Week-end cinéma Palestine
Vendredi 7 et samedi 8 novembre
Utopia Bordeaux
La voix de hind rajab
UNRWA, 75 ans d’une histoire provisoire
Ce qu’il reste de nous
Fidèles à leur rendez-vous annuel, Palestine 33 et l’Union Juive Française pour la Paix organisent le vendredi 7 et le samedi 8 novembre à Utopia la projection de trois films, qui sans être à proprement dire palestiniens, évoquent des événements qui marquent l’histoire tragique du peuple palestinien depuis plus de trois quarts de siècle. Ces films, La Voix de Hind Rajab, Ce qu’il reste de nous et UNRWA, 75 ans d’une histoire provisoire, sont présentés ici en avant-première, grâce à la forte implication de l’équipe d’Utopia dans la préparation de notre week-end. Seuls les deux premiers titres connaîtront une sortie prochaine en salles.

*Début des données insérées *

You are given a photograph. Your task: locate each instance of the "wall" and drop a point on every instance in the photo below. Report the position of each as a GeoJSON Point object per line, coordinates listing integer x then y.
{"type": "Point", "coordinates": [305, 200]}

Vendredi 7 novembre 20h30 : La Voix de Hind Rajab
2025, France - Tunisie, 90mn, docufiction de Kaouther Ben Hania, présenté en septembre à la Mostra de Venise où il a obtenu le prix de jury, et dont la sortie nationale est programmée pour le 25 novembre.
La Voix de Hind Rajab s’appuie sur l’enregistrement réel le 29 janvier 2024 des échanges d’une petite fille de Gaza bloquée dans une voiture, où six membres de sa famille viennent d’être tués par l’armée d’Israël, avec l’équipe du Centre d’appels d’urgence du Croissant rouge palestinien basé à Ramallah, en Cisjordanie. Bouleversée par les extraits audio accessibles sur internet, dans lesquels on entend les appels au secours désespérés de la fillette, la cinéaste tunisienne Kaouther Ben Hania décide de réaliser un film sur cet événement. Elle obtient du Croissant rouge palestinien les enregistrements authentiques, qui se sont prolongés pendant plusieurs heures, et en collaboration avec les personnes concernées, en particulier la mère de Hind Rajab, elle entreprend dans l’urgence la réalisation du film.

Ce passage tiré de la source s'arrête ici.